Damn, she’s cute.
“Right. Left. Right.” Her feet move accordingly, and I follow.
Moving in tandem, we manage to make it halfway across the lot before another problem arises.
This one mine.
With my nose full of lemons and my arms full of Kaley, my body starts reacting to what my brain already registered—between her torn pants and non-existent underwear, with each step, I’m rubbing against her with only my boxer briefs and a single layer of denim between us.
Which has me thinking of the last time she and I were plastered this close together, though that time we were face to face and?—
“Stop.”
“What’s wrong?” Kaley’s ponytail whips me across the face as she turns one way and then another, searching for a threat.
“This isn’t working.” I attempt to ease back, but she clutches my arms tighter, grinding her ass against me.
Contact.
Kaley stills. “Oh.”
We’re quiet for a moment, Kaley probably questioning her life choices, me reciting the periodic table in hopes of quelling the chemical reaction happening in my pants.
And then salvation appears in all its carbon fiber glory.
Lifting an arm, I stick two fingers in my mouth and whistle, the sound as piercing as Kaley’s nails, which she’s dug into the arm still wrapped around her midsection.
Wincing, I wave at astronaut Vance Bodaway, aka Bodie, driving the Lunar Terrain Vehicle out from Building Nine. “You trust me, right?”
If possible, Kaley’s nails dig deeper as the LTV changes direction and heads our way. “Not in the slightest.”
“Cool.” Hurtful, but not unexpected, given the state of things.
The few minutes it takes the LTV prototype—one I helped build—to reach us thanks to its top speed of nine miles an hour are excruciatingly long.
Bodie’s wife, Rose, sits beside him wearing a bedazzled pink astronaut jumpsuit, despite the fact that she isn’t, in fact, an astronaut. Looking like a beauty queen on parade, she waves vigorously as they approach. “Hi, y’all!”

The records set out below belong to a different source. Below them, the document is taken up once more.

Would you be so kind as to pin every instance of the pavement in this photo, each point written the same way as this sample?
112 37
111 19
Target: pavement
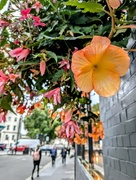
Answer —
58 172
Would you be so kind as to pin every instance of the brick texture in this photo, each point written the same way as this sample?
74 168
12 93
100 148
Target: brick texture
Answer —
119 116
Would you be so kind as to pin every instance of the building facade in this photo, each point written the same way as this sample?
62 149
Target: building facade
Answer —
119 116
12 130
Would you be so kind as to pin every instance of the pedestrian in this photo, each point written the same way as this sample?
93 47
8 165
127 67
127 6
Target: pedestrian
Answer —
53 153
63 154
68 150
36 160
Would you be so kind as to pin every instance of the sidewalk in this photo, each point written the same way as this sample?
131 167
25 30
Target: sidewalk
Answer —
58 172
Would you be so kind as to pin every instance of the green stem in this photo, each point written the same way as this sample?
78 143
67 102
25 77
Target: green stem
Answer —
111 13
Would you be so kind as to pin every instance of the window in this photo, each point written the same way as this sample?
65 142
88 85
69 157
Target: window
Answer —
13 137
9 118
6 137
14 128
8 127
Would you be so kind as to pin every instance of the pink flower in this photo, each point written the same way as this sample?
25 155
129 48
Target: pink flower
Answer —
75 50
65 64
25 14
2 83
3 23
37 6
19 53
55 93
16 42
13 77
68 115
37 23
42 67
54 1
72 128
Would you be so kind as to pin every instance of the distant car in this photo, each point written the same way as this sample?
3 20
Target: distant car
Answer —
59 146
46 147
20 148
2 146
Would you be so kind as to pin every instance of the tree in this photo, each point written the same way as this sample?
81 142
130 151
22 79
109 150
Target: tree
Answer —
39 123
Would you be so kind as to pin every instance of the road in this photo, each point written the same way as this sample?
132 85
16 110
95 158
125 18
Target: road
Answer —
18 167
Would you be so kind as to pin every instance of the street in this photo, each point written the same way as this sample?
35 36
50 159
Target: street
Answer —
18 167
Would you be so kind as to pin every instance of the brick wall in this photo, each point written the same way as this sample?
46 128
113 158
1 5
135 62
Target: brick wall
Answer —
119 116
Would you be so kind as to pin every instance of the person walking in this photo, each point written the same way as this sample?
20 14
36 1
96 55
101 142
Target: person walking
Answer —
36 160
68 150
63 155
53 153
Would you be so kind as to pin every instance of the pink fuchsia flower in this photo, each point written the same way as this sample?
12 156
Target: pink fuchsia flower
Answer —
3 23
65 64
75 50
37 6
114 3
67 115
37 21
55 94
13 77
3 76
19 53
54 1
25 14
16 42
2 84
3 116
3 80
72 128
42 67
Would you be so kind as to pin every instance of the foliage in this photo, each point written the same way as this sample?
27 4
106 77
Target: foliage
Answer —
38 40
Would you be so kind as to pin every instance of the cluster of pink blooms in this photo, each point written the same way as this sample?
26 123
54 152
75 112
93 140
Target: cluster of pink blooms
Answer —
55 94
4 79
69 127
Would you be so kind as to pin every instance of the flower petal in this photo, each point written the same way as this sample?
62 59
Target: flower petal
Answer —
42 67
114 3
119 61
106 83
99 44
84 81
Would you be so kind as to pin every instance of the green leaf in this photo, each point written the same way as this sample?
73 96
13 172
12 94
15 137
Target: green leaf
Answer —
3 3
87 6
5 103
57 75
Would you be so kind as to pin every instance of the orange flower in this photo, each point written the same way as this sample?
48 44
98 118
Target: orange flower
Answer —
79 140
99 66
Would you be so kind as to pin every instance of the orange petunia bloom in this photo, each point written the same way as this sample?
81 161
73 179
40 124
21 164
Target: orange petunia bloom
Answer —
99 66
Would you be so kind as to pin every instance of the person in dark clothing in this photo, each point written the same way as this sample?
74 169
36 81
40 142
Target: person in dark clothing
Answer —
68 150
63 154
36 160
53 153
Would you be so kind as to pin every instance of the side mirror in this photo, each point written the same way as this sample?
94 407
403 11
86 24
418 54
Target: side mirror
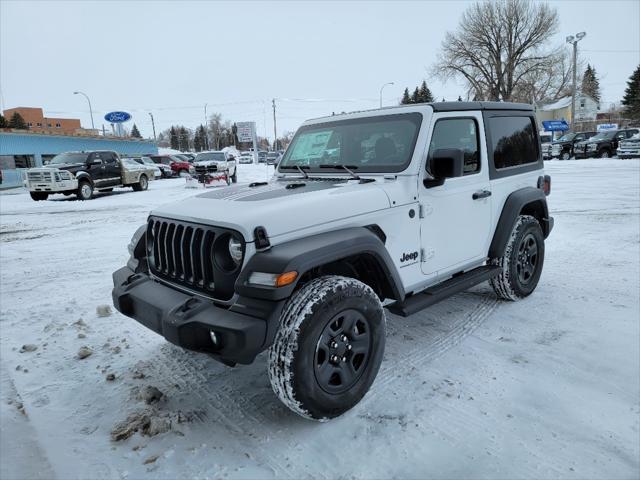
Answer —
447 163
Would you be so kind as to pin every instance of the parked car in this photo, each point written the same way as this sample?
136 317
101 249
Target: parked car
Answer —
83 173
604 144
564 146
305 265
629 148
246 158
177 164
215 163
157 171
273 158
545 145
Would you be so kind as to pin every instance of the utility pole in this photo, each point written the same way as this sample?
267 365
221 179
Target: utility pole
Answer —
153 124
206 135
90 109
275 135
574 40
381 89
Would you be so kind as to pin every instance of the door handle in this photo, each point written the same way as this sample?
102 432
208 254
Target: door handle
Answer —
481 194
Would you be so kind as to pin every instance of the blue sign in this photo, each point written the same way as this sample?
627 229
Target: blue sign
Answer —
555 125
117 117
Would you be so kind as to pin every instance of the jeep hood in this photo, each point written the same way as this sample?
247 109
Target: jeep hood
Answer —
281 206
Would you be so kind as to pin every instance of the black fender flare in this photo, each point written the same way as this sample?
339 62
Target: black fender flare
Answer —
303 254
530 200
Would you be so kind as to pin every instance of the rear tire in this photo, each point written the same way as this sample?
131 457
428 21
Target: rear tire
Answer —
328 348
522 260
143 184
38 196
85 190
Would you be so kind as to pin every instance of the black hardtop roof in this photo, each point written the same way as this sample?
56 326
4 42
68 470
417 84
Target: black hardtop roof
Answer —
464 106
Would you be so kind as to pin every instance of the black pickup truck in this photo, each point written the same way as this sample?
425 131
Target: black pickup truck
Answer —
604 144
563 147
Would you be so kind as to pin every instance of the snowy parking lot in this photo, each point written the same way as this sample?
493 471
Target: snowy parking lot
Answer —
473 387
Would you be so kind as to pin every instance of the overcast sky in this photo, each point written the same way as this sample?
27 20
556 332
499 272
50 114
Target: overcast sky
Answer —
170 57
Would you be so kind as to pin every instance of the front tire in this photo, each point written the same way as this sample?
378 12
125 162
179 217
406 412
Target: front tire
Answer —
85 190
143 184
521 264
328 348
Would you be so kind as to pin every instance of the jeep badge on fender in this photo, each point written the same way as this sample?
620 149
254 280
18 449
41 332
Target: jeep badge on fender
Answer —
409 257
307 265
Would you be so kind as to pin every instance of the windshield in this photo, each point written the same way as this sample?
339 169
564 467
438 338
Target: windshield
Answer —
69 158
567 138
603 136
374 144
215 156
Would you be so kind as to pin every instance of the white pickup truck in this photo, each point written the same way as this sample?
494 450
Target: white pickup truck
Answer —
83 173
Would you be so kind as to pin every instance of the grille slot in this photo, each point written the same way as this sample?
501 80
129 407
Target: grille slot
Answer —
182 253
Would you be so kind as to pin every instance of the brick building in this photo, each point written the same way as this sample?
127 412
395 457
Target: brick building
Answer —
37 122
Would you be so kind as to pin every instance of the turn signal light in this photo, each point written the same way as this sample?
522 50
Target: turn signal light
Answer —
286 279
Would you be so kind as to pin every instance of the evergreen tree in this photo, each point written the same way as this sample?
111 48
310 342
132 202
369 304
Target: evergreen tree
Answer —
135 132
415 98
406 99
631 99
174 139
425 94
590 84
17 122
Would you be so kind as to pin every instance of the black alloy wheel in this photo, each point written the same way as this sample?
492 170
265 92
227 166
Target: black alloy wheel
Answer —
342 352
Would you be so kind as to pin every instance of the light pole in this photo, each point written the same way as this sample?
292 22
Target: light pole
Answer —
381 89
90 109
206 135
574 41
153 124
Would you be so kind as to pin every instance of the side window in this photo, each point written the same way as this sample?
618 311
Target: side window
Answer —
459 133
514 141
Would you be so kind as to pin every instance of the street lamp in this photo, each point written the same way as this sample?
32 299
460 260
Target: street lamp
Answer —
574 40
90 109
381 89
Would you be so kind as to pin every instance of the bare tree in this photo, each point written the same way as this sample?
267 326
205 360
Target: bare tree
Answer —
498 46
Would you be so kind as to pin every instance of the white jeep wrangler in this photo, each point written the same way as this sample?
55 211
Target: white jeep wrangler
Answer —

If she takes notes of how uncomfortably close Kaley and I are standing, or our pained expressions, she doesn’t show it.
Kaley manages a weak wave in return, relieving my forearm from her death grip.
“What’s up, Mitchell?” Bodie, who, from his expression,hastaken in how absurd Kayley and I look, pulls the rover to a stop alongside us. “Everything okay?"
No. It is not okay.
But considering I’d rather not embarrass Kaley by explaining about her pants ripping or myself by stepping back from Kaley and flaunting my ill-timed hard-on, I stay where I am and go with “We need a ride.”
Bodie laughs. “To where?”
“My office.”
His smile dims as he twists in his seat to look twenty yards over to Building Ten, also known as NASA’s playground, the place where all the cool stuff like SAFER jet pack components and lunar terrain vehicle prototypes are made. Taking in the short distance, he turns back to me looking as confused as Kaley had been when I explained my ball pit escape plan. “Um, okay.” He lifts his chin, gesturing for us to board. “Climb on up.”
“Yeah…” I scan the small, two-seater rover. “No.”
With Bodie and Rose sitting, Kaley and I would have to stand on the metal-grate running board while holding on to the exposed overhead roll cage like someone hanging off the side of a dune buggy.
Not the best way to keep from flashing NASA’s Youth at Work attendees.